Different kind of party time? Dems moved "to the center more"; vulnerable pay for that the most
Post-not enough of a blue wave
I just wrote something here after revisiting a piece I did on a mockumentary pilot done by humorist Dan McNamara; in that feature on McNamara, formerly a decade-long Jersey City resident, lamented that new housing units in the city represented a lifestyle primarily out of reach for everyday regular people with roots in the city. But this piece is about the other thing that McNamara that lamented — the state of politics in New Jersey.
Whoever would have won the presidential election, some version of this piece was incoming anyway.
My favorite line in McNamara’s mockumentary is when host Nate Starkey stands across the street from a local mural, saying, “Few people know that most of the Jersey City budget goes toward public works of art like these …”
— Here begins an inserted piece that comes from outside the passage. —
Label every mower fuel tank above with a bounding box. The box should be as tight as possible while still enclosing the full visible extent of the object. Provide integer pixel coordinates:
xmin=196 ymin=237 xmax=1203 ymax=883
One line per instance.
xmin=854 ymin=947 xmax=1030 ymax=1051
This was filmed roughly during the early years of this “Make It Yours” era of Jersey City, and the idea that Jersey City’s budget was going to something so cosmetic as opposed to what one might hope most of a city’s budget would go to, like addressing the lack of infrastructure in its most disinvested sections, was funny to me in that tragically comedic way.
“The Republicans have gone so right in such a specific direction that it’s kind of given the Democrats an opportunity to go the center more or go to the right more and still be forgiven for it. And so there’s really no left in American politics.” - Dan McNamara
In the last mayoral election in 2021, (then two-term incumbent) Mayor Steve Fulop won the most votes in every ward except for the city ward with arguably the worst quality of life fixtures: Ward F — arguments about the boundaries of which may be heard soon the state Supreme Court, in the latest development that stems from a 2022 lawsuit challenging the redrawing of Ward F’s lines post-that election and that year’s census count.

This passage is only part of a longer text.